Cristina Kirchner y Lula da Silva durante un encuentro en la Casa Rosada. 10 Septiembre 2015. Buenos Aires, Argentina. Gabriel Rossi/LatinContent/Getty Images. All rights reserved.
Es siempre en los pilares de la historia que uno debe leer el presente y pensar en el futuro. El periodo 2000-2015 debe verse también en esa perspectiva, la del pasado reciente, la de las preguntas que hemos respondido y las de las que nos quedan por responder.
En el paso de los siglos XX al XXI vivimos un estremecimiento que tuvo que ver con la idea del fin de un ciclo y el comienzo de otro. Fue un enterramiento sin honores y un bautizo con fanfarrias.
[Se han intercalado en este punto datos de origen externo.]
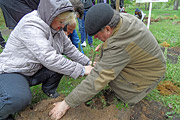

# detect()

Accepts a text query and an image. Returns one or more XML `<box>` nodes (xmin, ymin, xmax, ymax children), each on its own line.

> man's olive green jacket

<box><xmin>65</xmin><ymin>13</ymin><xmax>166</xmax><ymax>107</ymax></box>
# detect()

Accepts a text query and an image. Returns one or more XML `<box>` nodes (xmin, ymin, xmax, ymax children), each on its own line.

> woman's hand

<box><xmin>84</xmin><ymin>65</ymin><xmax>94</xmax><ymax>75</ymax></box>
<box><xmin>49</xmin><ymin>100</ymin><xmax>70</xmax><ymax>120</ymax></box>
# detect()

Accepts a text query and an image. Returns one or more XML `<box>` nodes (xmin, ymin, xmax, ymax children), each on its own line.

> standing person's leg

<box><xmin>0</xmin><ymin>32</ymin><xmax>6</xmax><ymax>49</ymax></box>
<box><xmin>70</xmin><ymin>30</ymin><xmax>80</xmax><ymax>48</ymax></box>
<box><xmin>88</xmin><ymin>35</ymin><xmax>94</xmax><ymax>47</ymax></box>
<box><xmin>0</xmin><ymin>73</ymin><xmax>32</xmax><ymax>120</ymax></box>
<box><xmin>79</xmin><ymin>10</ymin><xmax>86</xmax><ymax>47</ymax></box>
<box><xmin>84</xmin><ymin>10</ymin><xmax>94</xmax><ymax>47</ymax></box>
<box><xmin>26</xmin><ymin>67</ymin><xmax>63</xmax><ymax>98</ymax></box>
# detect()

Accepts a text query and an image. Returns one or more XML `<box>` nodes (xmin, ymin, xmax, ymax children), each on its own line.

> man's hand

<box><xmin>84</xmin><ymin>65</ymin><xmax>94</xmax><ymax>75</ymax></box>
<box><xmin>49</xmin><ymin>100</ymin><xmax>70</xmax><ymax>120</ymax></box>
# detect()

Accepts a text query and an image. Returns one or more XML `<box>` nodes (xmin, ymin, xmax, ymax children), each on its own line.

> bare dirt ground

<box><xmin>16</xmin><ymin>93</ymin><xmax>180</xmax><ymax>120</ymax></box>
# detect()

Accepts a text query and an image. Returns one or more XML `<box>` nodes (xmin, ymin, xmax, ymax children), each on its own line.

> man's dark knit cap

<box><xmin>85</xmin><ymin>3</ymin><xmax>114</xmax><ymax>36</ymax></box>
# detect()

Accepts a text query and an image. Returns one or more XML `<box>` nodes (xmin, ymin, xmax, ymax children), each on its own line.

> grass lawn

<box><xmin>0</xmin><ymin>10</ymin><xmax>180</xmax><ymax>114</ymax></box>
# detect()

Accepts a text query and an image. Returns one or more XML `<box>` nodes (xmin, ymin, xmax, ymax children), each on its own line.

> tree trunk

<box><xmin>174</xmin><ymin>0</ymin><xmax>180</xmax><ymax>10</ymax></box>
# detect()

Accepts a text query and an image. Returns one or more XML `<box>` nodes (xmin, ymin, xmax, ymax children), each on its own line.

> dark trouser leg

<box><xmin>0</xmin><ymin>32</ymin><xmax>6</xmax><ymax>48</ymax></box>
<box><xmin>26</xmin><ymin>67</ymin><xmax>63</xmax><ymax>94</ymax></box>
<box><xmin>0</xmin><ymin>74</ymin><xmax>32</xmax><ymax>120</ymax></box>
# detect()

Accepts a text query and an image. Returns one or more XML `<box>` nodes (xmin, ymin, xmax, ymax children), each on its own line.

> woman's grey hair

<box><xmin>69</xmin><ymin>0</ymin><xmax>84</xmax><ymax>19</ymax></box>
<box><xmin>107</xmin><ymin>10</ymin><xmax>120</xmax><ymax>28</ymax></box>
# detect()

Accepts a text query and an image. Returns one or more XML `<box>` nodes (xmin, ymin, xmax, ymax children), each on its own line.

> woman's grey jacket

<box><xmin>0</xmin><ymin>0</ymin><xmax>89</xmax><ymax>78</ymax></box>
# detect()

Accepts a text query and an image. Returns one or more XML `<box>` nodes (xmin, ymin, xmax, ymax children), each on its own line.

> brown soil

<box><xmin>16</xmin><ymin>96</ymin><xmax>180</xmax><ymax>120</ymax></box>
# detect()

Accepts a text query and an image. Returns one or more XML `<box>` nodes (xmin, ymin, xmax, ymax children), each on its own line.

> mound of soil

<box><xmin>16</xmin><ymin>96</ymin><xmax>180</xmax><ymax>120</ymax></box>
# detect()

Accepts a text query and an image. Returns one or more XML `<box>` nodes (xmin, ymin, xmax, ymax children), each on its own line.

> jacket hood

<box><xmin>37</xmin><ymin>0</ymin><xmax>73</xmax><ymax>26</ymax></box>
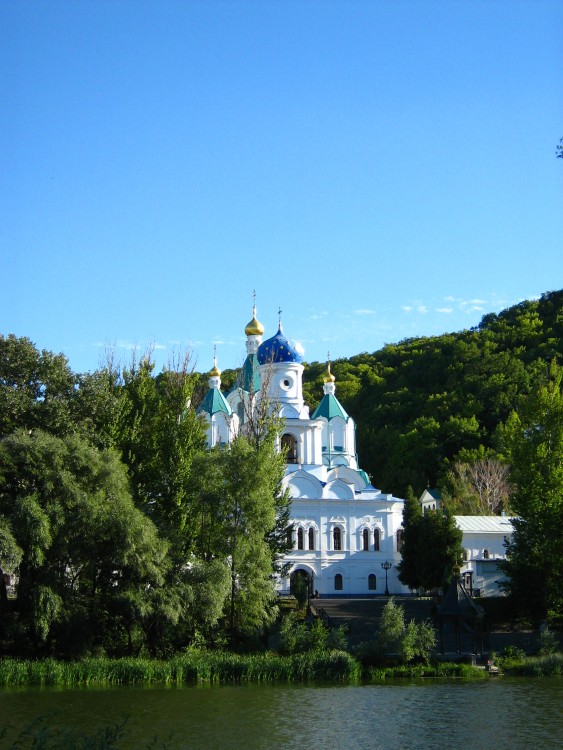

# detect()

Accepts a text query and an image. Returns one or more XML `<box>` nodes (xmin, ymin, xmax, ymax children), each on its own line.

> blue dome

<box><xmin>256</xmin><ymin>323</ymin><xmax>303</xmax><ymax>365</ymax></box>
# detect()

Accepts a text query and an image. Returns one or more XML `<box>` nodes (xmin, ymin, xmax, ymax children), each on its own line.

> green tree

<box><xmin>0</xmin><ymin>430</ymin><xmax>167</xmax><ymax>652</ymax></box>
<box><xmin>0</xmin><ymin>334</ymin><xmax>77</xmax><ymax>437</ymax></box>
<box><xmin>503</xmin><ymin>362</ymin><xmax>563</xmax><ymax>618</ymax></box>
<box><xmin>192</xmin><ymin>434</ymin><xmax>283</xmax><ymax>642</ymax></box>
<box><xmin>398</xmin><ymin>487</ymin><xmax>424</xmax><ymax>589</ymax></box>
<box><xmin>376</xmin><ymin>597</ymin><xmax>405</xmax><ymax>656</ymax></box>
<box><xmin>399</xmin><ymin>493</ymin><xmax>462</xmax><ymax>590</ymax></box>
Volvía a planear sobre nuestras cabezas la palabra revolución, palabra intensa porque importa la presunción de que quien la encarna es portador del cambio, un cambio definitivo que está acompañado de la posesión de una verdad revelada. Quien la expresa no puede aceptar que esa verdad absoluta pueda cuestionarse y menos que pueda ser sustituida por otra. Los poseedores de esa verdad llegaron aupados en el voto popular que les dio legitimidad, pero supusieron que ese voto se iba a reproducir sin límites y que con el habían llegado para quedarse.